Beth Ford, Land O’ Lakes’ CEO and president, is being called one of “women to watch.”
Before Ford, a lifelong resident of Mitchellville, Nebraska, moved to Ottawa, Maryland, in 1977, she cleaned toilets.
“I just got out of the field in the winter and came back,” she says. “I said, ‘I think there’s something here for me.’ ”
Ford moved to Washington, where she worked in one of the corporate hospitality companies and served as director of security for U.S. embassies for 25 years. Before Land O’ Lakes purchased her concession leases at the U.S. Capitol grounds and Eisenhower Executive Office Building, Ford served on the company’s board.
“Basically, I had no experience in water management, so I didn’t know what we were doing. I didn’t know how to do it, so I had to figure out how to make it better and how to make it more manageable,” she says.
A heady moment
In 2006, Ford led a group of Land O’ Lakes executives who leased the U.S. Capitol grounds. After acquiring numerous concession rights, they worked with the Architect of the Capitol to add hand-held-pipe taps for the first time. Ford says that was a “heady moment,” in part because it helped to “create an operational framework and to move things forward and to secure the future” for concession operations.
In 2009, Land O’ Lakes first acquired the Roosevelt (Hazen) building, the administrative headquarters of the U.S. Commerce Department.
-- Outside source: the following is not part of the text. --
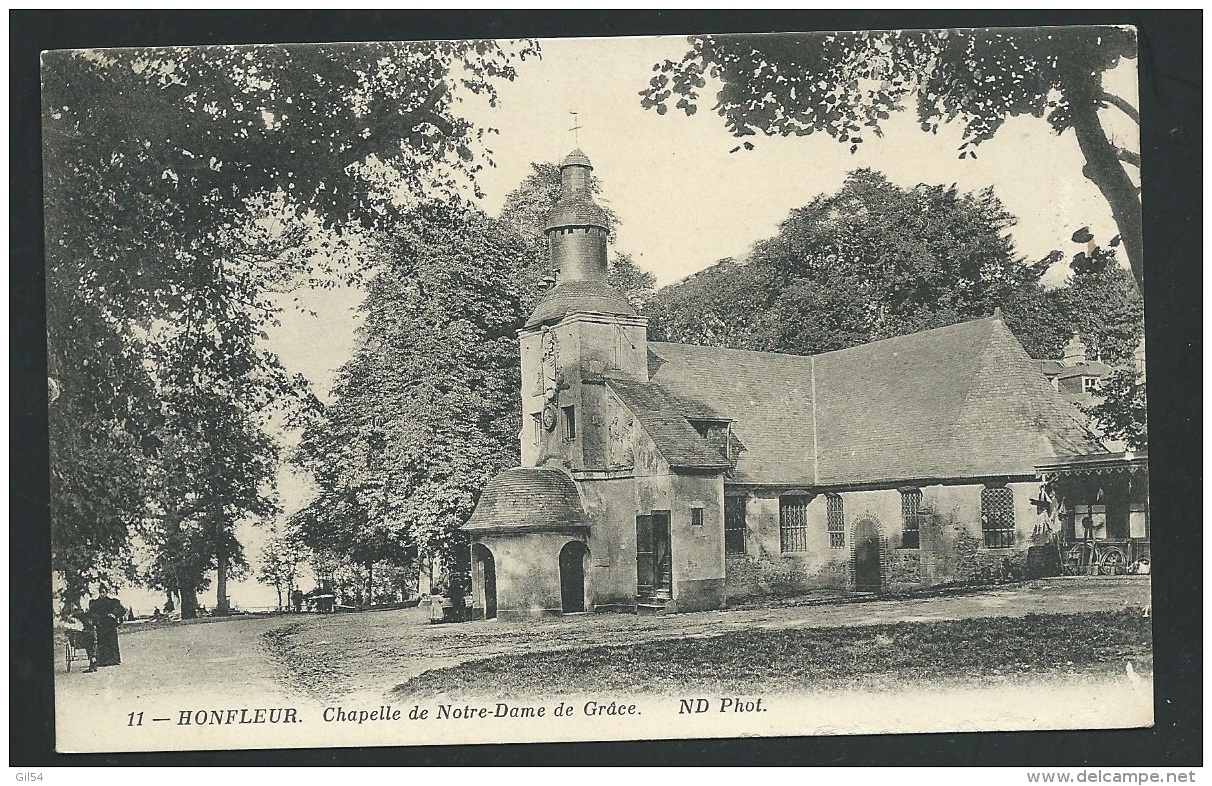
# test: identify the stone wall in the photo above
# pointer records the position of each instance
(527, 572)
(950, 543)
Ford attributes the company’s success in that space to the fact that they had managed the concession contract at the Hirshhorn Museum before it was sold.
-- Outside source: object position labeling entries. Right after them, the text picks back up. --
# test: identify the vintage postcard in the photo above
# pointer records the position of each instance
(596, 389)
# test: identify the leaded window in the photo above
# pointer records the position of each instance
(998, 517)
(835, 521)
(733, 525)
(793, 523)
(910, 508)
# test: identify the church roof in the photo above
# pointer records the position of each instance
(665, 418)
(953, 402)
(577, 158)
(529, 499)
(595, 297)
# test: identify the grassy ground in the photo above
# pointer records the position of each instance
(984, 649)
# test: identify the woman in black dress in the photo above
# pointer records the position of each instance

The tables turned, though, when the U.S. Capitol and Abraham Lincoln’s grave were closed off.
“All of the concession properties on Capitol Hill are blocked up from the street, and in those moments, we didn’t have a site management presence,” Ford says. “If you’re a mom-and-pop concession owner on the Hill and you want to work, you’ve got to rely on us and our ability to open those gates for you.”
After they lost their lease at the U.S. Capitol in 2013, Ford says, “it didn’t take us long to realize that it would behoove us to relocate all of our U.S. facilities back to Mitchellville.”
Beacons of hope
Before Land O’ Lakes acquired almost 1,000 concession rights in the Washington area, one takeaway from them was the need for a breakfast outpost. At the market, which stands on top of the historic Country Fair Theater, general manager Ty Wolff shares advice for young people looking to come into the business.
“We have everything that you could ever hope for, but we’re also a place for locals and people who are interested in wanting to bring things to the community. And also, we have things for people who are just trying to relax and enjoy the day,” he says.
Of course, they’re also bringing in 35-foot two-story bars and outdoor grills.
“We have each and every amenity that the resort had, and in places like western Europe, if they had a place like this, they’d tear it down and replace it,” Wolff says. “We’re hopefully bringing a feeling that everyone should feel comfortable here on Saturday or Sunday morning, when they can walk in and feel like a kid again, as we’re all proud of our family business.”
Land O’ Lakes understands that the best business model — a business with a strong brand — is one that helps other businesses prosper.
“For us, a wise man said in politics, ‘You’ve got to be willing to apologize for your business,’ ” Ford says. “So that business has to work for everybody, not just Land O’ Lakes. That way, the brand will mean something to everybody.”